Do they take you up high?
But when you’re up there without a care,
there’s a rainbow passing you by.

Invisible, you can’t see
what that rainbow does to me;
I see grey, I see heartache,
’cause the clouds always rain on me.
How I long to see the sunshine,
but you and I don’t have that time,
so I’ll make do and I will love you
in my own way, ’cause that’s all right.

You’re a puzzle, my dear:
a glass rainbow, and you’ve shattered here.
And you’ve cut me, my dear:
you’ve made me bleed for all of these years.
But it’s not your fault,
it’s just the way the sharp rain falls,
so I’m sorry, my dear.
I’ll complete your puzzle, I’ll give it my all.

When you go outside do you hear the birdsong?
Does it make you want to sing along?
Is the tune merry and bright?
Does it banish all the wrong
and give you wings so you can fly?
Does it take you up high?
But when you’re gliding and smiling,
there’s a rainbow passing you by.

Invisible, you can’t see
how that rainbow tortures me;
I hear pain, I hear sorrow,
’cause the birds always fly from me.
How I long to hear the birdsong,
but you and I can’t sing along.
And how I yearn to fly away,
but I’m chained, I’m here to stay.
So I’ll make do and I will love you
in my own way, ’cause that’s okay.

You’re a puzzle, my dear:
a glass rainbow, and you’ve shattered here.
And your pieces are lost,
and we won’t find them for many years.
But it’s not your fault,
it’s all just part of the puzzle,
so I’m sorry, my dear.
I’ll follow the rainbow, I’ll find the gold.

You’re a puzzle, my dear:
the colours of the rainbow.
You’re a puzzle, my dear.
Where are the pieces? We don’t know.



10 responses to “Rainbow Puzzle – World Autism Awareness Day

  1. Reblogged this on Jennifer K. Marsh and commented:

    So, I’m reblogging my own post on my own blog, because today is a certain day and this post reflects that. It’s important to me, I suppose, and thus, I want to share it with as many people as I can.

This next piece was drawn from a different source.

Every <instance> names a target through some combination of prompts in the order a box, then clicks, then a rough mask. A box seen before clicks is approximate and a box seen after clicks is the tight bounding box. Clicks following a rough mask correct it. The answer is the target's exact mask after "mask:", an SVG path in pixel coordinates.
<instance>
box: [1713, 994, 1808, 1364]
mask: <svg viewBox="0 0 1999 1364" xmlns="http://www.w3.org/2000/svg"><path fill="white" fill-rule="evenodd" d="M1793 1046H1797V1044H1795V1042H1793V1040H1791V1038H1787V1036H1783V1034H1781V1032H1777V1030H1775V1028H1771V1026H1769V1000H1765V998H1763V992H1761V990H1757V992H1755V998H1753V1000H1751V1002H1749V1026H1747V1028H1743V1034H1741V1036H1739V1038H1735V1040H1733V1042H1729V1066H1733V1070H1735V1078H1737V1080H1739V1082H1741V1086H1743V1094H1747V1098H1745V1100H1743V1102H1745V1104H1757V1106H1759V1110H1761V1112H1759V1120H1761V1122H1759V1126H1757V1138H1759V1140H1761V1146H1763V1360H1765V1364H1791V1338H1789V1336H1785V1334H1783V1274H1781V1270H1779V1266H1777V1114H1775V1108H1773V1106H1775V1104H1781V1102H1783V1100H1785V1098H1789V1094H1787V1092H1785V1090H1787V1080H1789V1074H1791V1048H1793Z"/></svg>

    I would have shared this way earlier in the day, but I was at work, and then I had to stay late to watch this presentation thing with all the other staff members… It was like a school assembly, us all sitting there in silence on our best behaviour.

    But anyway, today is World Autism Awareness Day.

  2. Beautiful poem, Jennifer – brought a tear to my eye – and a very powerful preamble. I cannot imagine how awful it must have been to witness that happening to your brother. Of course, my condition is not autism, but I have experienced ostracism and varying degrees of abuse, from idiots. It is incredibly sad to think that people feel they can freely hurl abuse at others for such things, as if the victim isn’t even human, when, in fact, they are the very definition of the word… it just makes me so angry.

    I hope your brother is well.

    • Thanks, Steven. Yeeaah, it wasn’t fun :/ And I was always scared to even attempt to do anything to help, ’cause it was always older boys, and if I said something they just hurled abuse at me as well. But you know, such is life. What can you do? Just gotta try to rise above the morons, really.

  3. What a beautiful, written-from-the-heart poem Jennifer and thank you so much for the reminder of Autism Day. I missed the boat on this one didn’t I? God bless you and your brother.

  4. Oh, Lord! This is lump in the throat stuff. How helpless it makes one feel. I am maybe one of the lucky ones who’ve never been ‘afflicted’ by this condition in my family life. But you know what love is all about. Thank you for reaching out.

    • I would say I’m glad it made an impact on you, but I’m not sure that’s the right way to phrase it! Thank you, though, for taking the time to read it and then to leave a lovely comment.

      Love is the hardest, yet most beautiful thing, the world has to offer.